Early life and education
Cullis-Hill was born Eleanor Beresford Grant in 1913 in Warrawee, New South Wales, a suburb of Sydney. Her father was Joseph Beresford Grant, a businessman in real estate. She attended Frensham School in Mittagong and went on to study architecture at the University of Sydney. She graduated in 1938.

Career
Cullis-Hill began working as a professional architect after the Second World War. In a contract position with the New South Wales Housing Commission, she designed houses as part of Sydney's postwar reconstruction boom. She set up a solo practice in 1946 at her own home in Warrawee, since she felt that women architects were unwelcome in large firms. Initially, she accepted commissions from friends, and through word-of-mouth recommendations she received enough projects to keep her in full-time work.
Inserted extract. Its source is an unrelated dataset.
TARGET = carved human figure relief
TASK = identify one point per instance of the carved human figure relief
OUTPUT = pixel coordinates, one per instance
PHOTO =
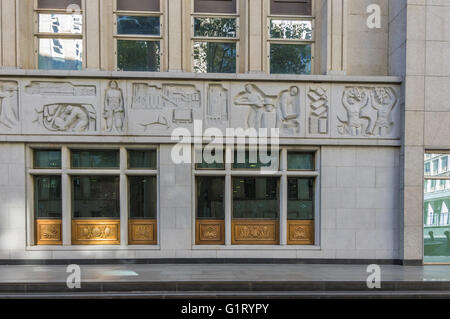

Cullis-Hill worked mainly on Sydney's North Shore in the suburbs of Warrawee and Wahroonga, but she also designed residential renovations and houses in East Killara, Hunters Hill, Kenthurst, Pymble and Turramurra. In total, she designed more than 30 houses and around 50 residential alterations. She also designed church and school buildings: these included additions to Gib Gate School in Mittagong (1954–1973) and St James' Anglican Church in Turramurra (1957–1975) as well as the original plans for Wahroonga Nursery School (1954–1955) and the Turramurra Nursery School (1961). Her design for the Wahroonga Nursery School was shortlisted for the Australian Institute of Architects' Sulman Award in 1956.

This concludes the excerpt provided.